En otra sala viendo nevar. A mi alrededor otra gente, otras caras y otras manos que se mueven al hablar intentando asegurar algo, dejarlo fijado en el tiempo como esos cuadros baratos en los pasillos de los hoteles. Al volver a casa seguía viendo esa nieve racheada a través de los ventanales. Recordaba el café que dejé caer en una taza. Entre la sacarina y el azúcar elegí la última, el terrón se empapó del líquido marrón que quita el sueño; pero el mío no se fue, el mío caía despacio como tras los balcones de un palacio ruso en el que el tiempo se puede detener poniendo el dedo sobre la manecilla de un reloj. ¿Por qué no prestamos atención a lo que está pasando?, debí haberles dicho. Olvidemos nuestros pleitos, nuestras insignificantes hazañas de lunes. ¿Cuántos de nosotros, honorables compañeros, pasaremos a la posteridad por esto o cuántos seremos recordados en el noble y dorado filo de los días que vendrán? Después de estas palabras no vale que mordáis vuestros lápices de empresa ni que con sonrojo volváis la vista hacia otro lado. Os hablo del regalo que nos manda el cielo. Os hablo de señales de insoportable pureza que han llegado a nuestra tierra.
Al volver a casa repasaba mentalmente este monólogo e imaginaba qué haría Shakespeare hoy, lunes, trabajando en una multinacional. ¿Agarraría el termo de café como lo hice yo esta mañana? ¿Fijaría sus ojos en la nieve reviviendo toda la tristeza del mundo en su pausada caída? Creo que sí. Y no sería el único. Otros lo hacen a diario sin saber que dentro de trescientos años quizá alguien lea lo que hicieron y sintieron, alguien que quiera saber por dónde pasaron y qué les llevó a escribir lo que escribieron. Alguien en un cuarto piso de un edificio de oficinas contempla una simple consecuencia del invierno.
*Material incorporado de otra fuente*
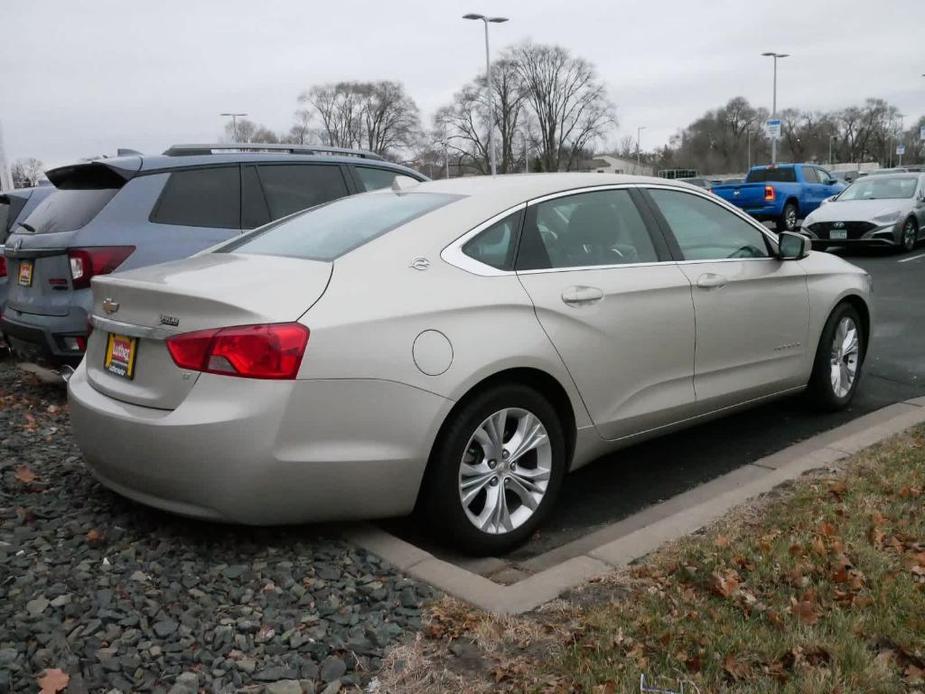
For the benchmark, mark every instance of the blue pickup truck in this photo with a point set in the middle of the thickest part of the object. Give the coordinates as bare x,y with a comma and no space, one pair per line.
781,193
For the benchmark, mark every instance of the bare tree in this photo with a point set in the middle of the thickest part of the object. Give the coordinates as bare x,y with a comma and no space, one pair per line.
568,105
378,116
27,172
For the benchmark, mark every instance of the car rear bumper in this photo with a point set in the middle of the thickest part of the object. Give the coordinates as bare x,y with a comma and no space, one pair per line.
264,452
44,337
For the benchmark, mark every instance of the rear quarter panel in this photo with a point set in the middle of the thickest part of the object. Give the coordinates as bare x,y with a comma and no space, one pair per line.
830,281
376,305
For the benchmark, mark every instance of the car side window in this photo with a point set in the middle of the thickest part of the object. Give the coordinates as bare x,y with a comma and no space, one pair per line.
201,198
292,187
373,179
495,245
705,230
584,230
Las máquinas no dejan de funcionar por ello. La vanidad no se apaga ni las luces ni el lejano bufido de las fotocopiadoras que insisten en su gimnasia ciega.
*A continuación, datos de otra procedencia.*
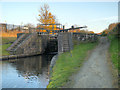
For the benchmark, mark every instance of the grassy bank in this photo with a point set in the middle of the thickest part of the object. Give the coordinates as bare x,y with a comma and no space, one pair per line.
114,50
68,63
8,39
3,49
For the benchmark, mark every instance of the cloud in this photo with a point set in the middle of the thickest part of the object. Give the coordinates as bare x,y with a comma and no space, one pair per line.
112,18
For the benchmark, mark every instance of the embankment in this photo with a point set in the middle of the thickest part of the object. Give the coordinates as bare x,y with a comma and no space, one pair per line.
68,63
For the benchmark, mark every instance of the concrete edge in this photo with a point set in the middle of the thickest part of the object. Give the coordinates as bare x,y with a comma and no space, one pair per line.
17,56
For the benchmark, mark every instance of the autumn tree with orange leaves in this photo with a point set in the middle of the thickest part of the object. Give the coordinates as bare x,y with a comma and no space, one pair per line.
46,17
Ver nevar no tiene ningún mérito. Cualquier necio puede hacerlo. Podemos encadenarlo a una silla y hacer que sus ojos vean de frente el agua sólida cayendo, pero ¿qué ganaremos con eso? ¿en qué cambiará el mundo? Mejor no. Mejor asentir mientras la cabeza elige sus propios miradores y se inventa el objeto exacto que quiere contemplar. O si no se espera uno hasta llegar a su propia casa y se coloca la corona de rey y hace llamar a su poeta isabelino favorito para contarle cómo ha ido la jornada. Sí, eso es lo que hay que hacer.